On further north. Inland to walk the
Russian River. Picking blackberries and occasionally being welcomed for dinner here and there along the winding Russian River by people that loved and didn’t judge. People with guitars and fire-pits. Offering a meal and laughter to a torn and ragged man. A man who looked without a dime to his name but carried thousands of dollars in his torn and ragged clothes. I had occasionally stopped and counted money. I had near fifty thousand dollars at one point.
I’m not sure but I have hazed memories of cashing everything in, walking away with fat pockets of money that I didn’t really want but knew I should take. I had given away so much money. Bought so many people so much but I never checked the balances much. Just out of curiosity I counted it from time to time. I was eventually in the ten thousand dollar range. Never robbed, never lost a dollar that I didn’t give away. I washed my face in a beach bathroom near Jenner as I walked to River’s End. Where the
Russian River flows into the icy Pacific at Goat’s Rock. My mother’s favorite place in the entire world. I was a mess. No wonder no one ever thought of robbing me, no one would want to touch me. But there were many kind people along the way. Sometimes I slipped away into the night as everyone slept. A scribbled thank you and a few hundred dollar bills. I never wanted to take anything even with Charity expressed, I never wanted to take without giving back.

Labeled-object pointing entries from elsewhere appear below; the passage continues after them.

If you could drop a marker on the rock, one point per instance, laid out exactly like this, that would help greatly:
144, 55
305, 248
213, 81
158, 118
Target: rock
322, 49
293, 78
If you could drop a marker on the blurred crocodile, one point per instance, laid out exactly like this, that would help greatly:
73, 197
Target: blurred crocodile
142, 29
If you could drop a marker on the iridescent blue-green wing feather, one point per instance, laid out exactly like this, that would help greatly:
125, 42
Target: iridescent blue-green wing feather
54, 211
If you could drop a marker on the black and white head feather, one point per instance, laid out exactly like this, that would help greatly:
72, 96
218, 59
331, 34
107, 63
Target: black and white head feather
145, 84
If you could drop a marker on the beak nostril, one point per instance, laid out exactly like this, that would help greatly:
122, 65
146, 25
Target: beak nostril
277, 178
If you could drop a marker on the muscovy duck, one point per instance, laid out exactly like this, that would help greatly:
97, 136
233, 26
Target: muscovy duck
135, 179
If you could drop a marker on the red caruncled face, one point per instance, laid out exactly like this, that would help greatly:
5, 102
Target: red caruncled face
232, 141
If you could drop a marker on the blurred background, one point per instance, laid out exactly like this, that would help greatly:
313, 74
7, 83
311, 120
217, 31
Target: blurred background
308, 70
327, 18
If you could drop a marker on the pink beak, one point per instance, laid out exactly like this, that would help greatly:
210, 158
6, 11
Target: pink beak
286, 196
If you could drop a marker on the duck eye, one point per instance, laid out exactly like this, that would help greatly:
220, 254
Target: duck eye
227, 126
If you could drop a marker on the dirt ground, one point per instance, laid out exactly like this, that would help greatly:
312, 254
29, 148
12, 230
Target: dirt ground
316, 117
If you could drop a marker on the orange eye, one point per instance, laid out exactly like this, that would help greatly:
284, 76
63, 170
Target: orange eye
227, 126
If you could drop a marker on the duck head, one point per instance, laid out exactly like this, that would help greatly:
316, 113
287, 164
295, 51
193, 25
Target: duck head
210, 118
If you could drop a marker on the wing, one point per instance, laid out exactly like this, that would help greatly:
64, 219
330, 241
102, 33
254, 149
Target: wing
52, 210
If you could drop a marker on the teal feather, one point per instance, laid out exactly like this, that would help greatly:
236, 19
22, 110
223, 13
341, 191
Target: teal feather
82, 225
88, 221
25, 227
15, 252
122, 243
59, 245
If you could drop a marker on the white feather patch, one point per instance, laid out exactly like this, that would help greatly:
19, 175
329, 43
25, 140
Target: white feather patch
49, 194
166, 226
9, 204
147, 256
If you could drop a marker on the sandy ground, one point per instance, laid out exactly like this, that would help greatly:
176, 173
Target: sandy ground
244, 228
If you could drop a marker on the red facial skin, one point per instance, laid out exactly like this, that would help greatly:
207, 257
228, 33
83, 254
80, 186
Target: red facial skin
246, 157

So I continued. I walked down to the end of the river and was birthed back again into the pacific ocean as it poured warmly into the frigid northern
California pacific. Here there are no surfers or bathers. Fog rolls in and out. The waves are treacherous and pounding reef and rock to formations that worship. The seals swim up the river looking for a freshwater snack, poking their heads out to curiously watch the ragged man sitting on the shore, smoking, smiling, and then back to their business. It was cold there even in spring, but I stayed through summer. I ventured inland to find a thrift store, changed my clothes, secured my money and my .45 auto into the lining of my jacket. I wasn’t so worried about losing the money but the gun was for a purpose. I was searching for the right time and place for that. I hadn’t found it. But I would need it when the time came. How many days I slept in the sand. Rolled into a ball with my bottle of whiskey, my money and .45 hugging me closely, but not caring to lose the booze, nor the money, but the gun would stay with me. As fall approached I began my trek south. The mornings were so bitter cold and wet, I couldn’t take the rattling of my bones and teeth in the deep hours of the night. When my bonfire ran out, and the whiskey was gone, my bones rattled and shook. The dampness and fog crept through me and the loneliness began to poke it’s sharp face and ugly nose into my dreams.
And when there was no more comfort in a place, I had to move. I can’t remember how many months I walked back and along the coast until I reached the oil dykes and tar stained shores north of
Long Beach. But I continued on until Huntington Beach. It was a good place to be in the fall. Long stretches – miles of empty beaches as the children of summer hibernated and went home. Only locals surfing or walking the beaches.
And I was invisible to most. I ventured onto the pier when my stomach began flipping and churning after days of no food. So many offers of free food there I kindly refused. I always paid and sometimes received an odd look when I pulled a roll of bills from my tattered jacket. I only ate when I had to. There are times the body forces one to eat, when the whiskey, and vodka, and gin – refuse to go down. When you drink it down and it rolls back out of your throat foaming and crashing in time to the surf. Then it’s time to force food down. The best I could go was five days before forcing a burrito down and then rolling in agony in the sand. Waiting and hoping, praying it could stay down. And when it did I felt better for a few minutes. A few Gator-aids and a nap under the pier. Then a hike over to the liquor store for a bottle to begin my trek again.
If I could force down some food and a Gator-aid, suffer the pain, then I could get another five or six days of straight booze. It was my way of life. I always had to come out for a short while if I wanted to continue this way.